An agent is software wrapped around a model: the same LLM plus tools and a plan (what to do next, what to call, when to stop).
An agent can search the web, run code, read and write files, call APIs.
The model answers a question. The agent does a task.
Agent = model + tools + planning.
The model knows. The agent acts.
"Research competitors and write a report" — the agent picks the steps: search → read sites → compare → save
report.md. You set the goal, not every click.
A subagent is an agent started by another agent for part of a job.
For the same competitor-report task, the manager agent delegates:
The manager assembles the result.
Why: separate roles, parallel work, less noise in each agent's context.
When it's overkill: a one-sentence task ("write a sort function") — one agent or even plain chat with a model is enough.
One task — "Research competitors and write a report" — looks different at each level:
| Level | What you get |
|---|---|
| Model in chat | Advice and a plan, no real search, no file |
| Product with search (ChatGPT, etc.) | Report in chat with fresh data, disk untouched |
| + tools | Web search, fresh data in the reply |
| Agent | Search, draft, report.md in your project |
| Agent + subagents | Search, analysis, and writing in parallel; manager merges |
The full hierarchy (beyond this example) is in the diagram at the top.
A workflow is several model calls following a fixed plan. You control every step.
Example: bug screenshot → description → repro steps → completeness check → polish. A "creator + critic" pattern.
An agent gets a goal and tools; the model chooses the order of steps.
Fixed plan: (1) list 5 competitors, (2) price table, (3) conclusion text — three scripted model calls → workflow. One line "make the report," steps chosen on the fly → agent.
| Workflow | Agent | |
|---|---|---|
| Step plan | Yours upfront | Decided as it goes |
| Control | Maximum | By goal |
| When | Steps are known | Steps are unclear |
Think ChatGPT is the model → you expect actions chat can't do. "Why didn't it update my file?" — because it's a product without disk access.
Think an agent is just a smart chat → you're surprised by odd choices. An agent acts; more capability — more ways to get it wrong.
Confuse agent and subagent → you overcomplicate simple work. Three subagents for one function is too much.
Model. "Write an auth function" → code in the reply → you copy, paste, and test yourself.
Product (ChatGPT in the browser). Nice back-and-forth; files on disk still don't change on their own.
Agent (Cursor, Copilot Workspace). "Add auth to my project" → finds files, writes code, checks the build.
Agent + subagents. "Auth, tests, and docs" → one writes code, another tests, a third updates docs; the lead agent checks consistency.

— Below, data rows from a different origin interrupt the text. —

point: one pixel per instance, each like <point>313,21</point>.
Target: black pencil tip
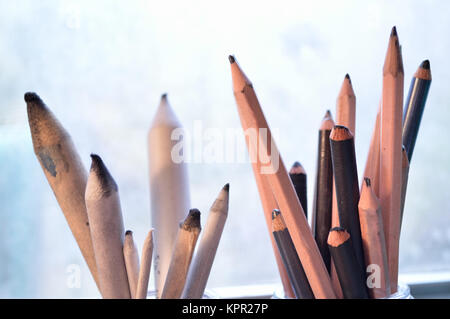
<point>275,213</point>
<point>394,31</point>
<point>425,65</point>
<point>32,97</point>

Same model inside — different experience outside.
| Term | In one line |
|---|---|
| GPT, Claude… | Family name, not a version |
| LLM / model | Text predictor: knows, doesn't act |
| GPT-4o, Sonnet 4.6… | One trained, frozen version |
| ChatGPT, Cursor… | Product around a model |
| Agent | Model + tools + plan |
| Subagent | Helper agent for a subtask |
The model knows. The agent acts. Everything else is wrappers, naming, and scale.
Short notes on topics that deserve full posts of their own.
The context window is how much text a model can "hold in mind" in one conversation: your messages, replies, tool results. That's not the same as knowledge from training.
Each model has its own limit (roughly hundreds of pages to very large volumes). Context rot — in long threads the model forgets the middle; don't fill the chat with junk.
Products sometimes compact old messages to free space. Skills load instructions in chunks — also to save context.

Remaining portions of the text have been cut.